Escaping the Crib

Some children never do it. Some children are born knowing how. But once they’ve done it, there’s no going back.

The first thing you need to know about cribs is that if your child can stand, the crib needs to be set all the way down, and you need to make sure all blind cords, curtains, furniture and décor is at least three feet away from the top of the crib. You will be absolutely astonished how determined they are to reach anything dangerous. If you don’t believe me, watch this video:

There are a few ways you make the transition to the big-kid bed, but one thing is sure: once they can get out of the crib, they can’t sleep there anymore. I know it sucks. It was safe, they could play themselves to sleep, and it was guaranteed worry-free naptime. Sorry, but that’s over. Grab a glass of wine and mourn it properly, and then get over it.

Escaping the Crib

Toddler rail: Many cribs either come with a toddler rail or have one you can buy separately. This screws right into the crib ends with hardware—it’s not removable. While it won’t keep your child in bed, it will keep them from rolling out while they sleep.

Toddler bed: A toddler bed is a mini-bed that your crib mattress will fit in nicely. This isn’t the best option if you are trying to clear out the crib to make way for the next child though, because you’ll be out a crib mattress. The benefit to these is that they offer the feel of a big kid bed while staying low to the ground.

Big bed with bedrail: If you don’t want to have to transition your child twice, or if you already have a big bed ready to use, there’s no need to get a toddler bed. Bed rails run about $30 and you can get them at any store that sells baby furniture. They also come in a variety of sizes, including extra long. I liked that you can fold them down during the day to avoid injuries from kids playing on it, and also to keep your child’s room from looking like a hospital suite, if that matters (for me it did). There are also double rails if you need them for both sides.
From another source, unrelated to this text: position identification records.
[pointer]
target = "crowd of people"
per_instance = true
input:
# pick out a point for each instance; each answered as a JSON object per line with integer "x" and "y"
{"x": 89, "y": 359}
You may have also seen crib tents or crib canopies for sale online or in stores, but Consumer Reports lists them as a strangulation hazard and also reccomends removing baby from the crib as soon as they are able to get out.

No matter what option to you chose to transition your child, going to bed will not be the same. There is no more putting baby down and walking out of the room. We did have issues with our kids getting up. With our first, we chose to keep putting her back to bed over and over and over and over until she fell asleep. With our second, we’ve chosen to cuddle her to sleep as a more efficient option for both time and our patience levels.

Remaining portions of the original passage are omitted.